A properly functioning audio/video amplifier should not cause AFCI trips

AFCIs work by monitoring the waveform of the AC power signal and looking for a particular type of distortion that is indicative of an electrical arc, and cutting power if that is seen. This doesn't play well with every device -- some devices, such as brushed motors, have small electric arcs inside as part of their normal usage, and others such as dimmers, consume power in such a weird and inconsistent way that they can fool the detector.

However, none of these concerns apply to typical audio/video systems like you have. In fact, audio amplifiers have quite a lot of filtering in the power supply section, to make sure that noisy incoming power won't be heard in the speaker output. This same filtering means that the way audio amplifiers draw power is also very clean, and won't make any unusual noise on the AC line. The video section of the unit is all digital electronics, and isn't any more likely to trip an AFCI than a regular computer.
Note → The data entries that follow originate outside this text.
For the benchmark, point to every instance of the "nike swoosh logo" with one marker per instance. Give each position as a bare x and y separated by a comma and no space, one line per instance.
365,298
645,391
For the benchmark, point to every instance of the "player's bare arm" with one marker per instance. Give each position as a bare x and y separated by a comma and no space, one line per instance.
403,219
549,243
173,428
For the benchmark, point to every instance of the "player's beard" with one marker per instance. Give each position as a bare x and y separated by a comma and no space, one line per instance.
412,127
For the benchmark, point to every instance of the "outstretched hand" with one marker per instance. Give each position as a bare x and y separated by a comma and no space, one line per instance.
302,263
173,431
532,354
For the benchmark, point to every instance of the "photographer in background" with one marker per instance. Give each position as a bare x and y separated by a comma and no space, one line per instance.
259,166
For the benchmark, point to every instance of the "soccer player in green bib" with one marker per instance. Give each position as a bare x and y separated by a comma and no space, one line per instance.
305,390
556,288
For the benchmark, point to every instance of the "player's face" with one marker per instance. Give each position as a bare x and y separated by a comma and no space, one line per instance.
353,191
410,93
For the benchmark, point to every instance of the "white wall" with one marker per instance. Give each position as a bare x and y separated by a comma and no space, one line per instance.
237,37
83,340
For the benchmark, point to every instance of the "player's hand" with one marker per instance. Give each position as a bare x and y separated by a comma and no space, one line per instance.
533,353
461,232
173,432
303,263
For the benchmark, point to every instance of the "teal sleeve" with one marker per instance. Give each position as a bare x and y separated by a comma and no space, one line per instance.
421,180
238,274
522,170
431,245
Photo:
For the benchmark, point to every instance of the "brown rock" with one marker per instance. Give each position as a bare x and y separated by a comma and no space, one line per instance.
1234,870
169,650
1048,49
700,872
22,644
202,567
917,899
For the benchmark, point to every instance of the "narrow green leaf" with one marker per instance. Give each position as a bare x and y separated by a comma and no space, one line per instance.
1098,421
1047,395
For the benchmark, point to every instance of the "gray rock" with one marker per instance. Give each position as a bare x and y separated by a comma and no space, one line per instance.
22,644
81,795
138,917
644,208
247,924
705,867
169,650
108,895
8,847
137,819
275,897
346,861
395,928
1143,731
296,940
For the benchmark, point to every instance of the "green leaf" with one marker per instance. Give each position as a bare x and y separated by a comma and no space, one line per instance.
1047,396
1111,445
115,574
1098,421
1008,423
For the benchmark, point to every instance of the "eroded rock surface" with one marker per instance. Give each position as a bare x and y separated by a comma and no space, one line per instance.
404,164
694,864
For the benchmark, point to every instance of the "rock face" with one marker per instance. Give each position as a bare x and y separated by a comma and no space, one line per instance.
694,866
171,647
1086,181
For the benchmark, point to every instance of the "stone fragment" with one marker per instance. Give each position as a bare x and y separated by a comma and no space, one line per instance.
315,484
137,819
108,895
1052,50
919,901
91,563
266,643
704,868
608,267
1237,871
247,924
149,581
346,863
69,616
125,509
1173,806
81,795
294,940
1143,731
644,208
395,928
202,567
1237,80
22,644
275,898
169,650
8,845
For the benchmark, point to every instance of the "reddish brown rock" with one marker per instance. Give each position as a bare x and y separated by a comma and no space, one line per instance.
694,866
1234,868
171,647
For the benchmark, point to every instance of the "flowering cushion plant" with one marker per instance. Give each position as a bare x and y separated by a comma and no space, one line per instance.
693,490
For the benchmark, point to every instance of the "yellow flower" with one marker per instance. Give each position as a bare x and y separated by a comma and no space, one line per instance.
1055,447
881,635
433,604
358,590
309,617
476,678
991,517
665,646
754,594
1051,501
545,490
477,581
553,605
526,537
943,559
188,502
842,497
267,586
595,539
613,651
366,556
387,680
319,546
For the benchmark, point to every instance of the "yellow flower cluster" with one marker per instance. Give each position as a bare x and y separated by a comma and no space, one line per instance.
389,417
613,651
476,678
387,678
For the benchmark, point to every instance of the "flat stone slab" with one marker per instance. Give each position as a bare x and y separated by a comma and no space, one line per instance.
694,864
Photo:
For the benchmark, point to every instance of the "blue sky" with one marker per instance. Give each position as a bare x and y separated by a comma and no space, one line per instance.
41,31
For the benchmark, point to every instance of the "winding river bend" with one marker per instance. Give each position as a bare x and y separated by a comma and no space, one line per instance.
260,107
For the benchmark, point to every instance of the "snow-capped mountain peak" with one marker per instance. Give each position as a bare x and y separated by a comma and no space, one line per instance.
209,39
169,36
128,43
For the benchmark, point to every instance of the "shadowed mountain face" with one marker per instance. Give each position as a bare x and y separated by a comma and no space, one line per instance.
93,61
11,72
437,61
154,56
Most likely, something is wrong with your AVR unit

The fact that the trip sometimes happens right away, and sometimes happens after a while makes me think it's likely your AVR does indeed have an intermittent fault internally. My guess would be an insulation breakdown in the transformer somewhere. Since devices this complex sometimes have several transformer windings for independent power supply rails, such a fault might not even cause the amplifier to stop functioning completely, but it is a real problem that the AFCI might detect.

Double check your grounding

This is a little more esoteric and less likely to be your problem, but for completeness I'll include it as well. While most electrical equipment uses the ground wire only for safety purposes, audio equipment frequently also uses it for shielding of audio signals. Often, the shells of all the HDMI and RCA plugs on the back are connected directly to the earth ground coming from the wall plug. This then gives lots of opportunities for unusual signals to couple to the ground wire.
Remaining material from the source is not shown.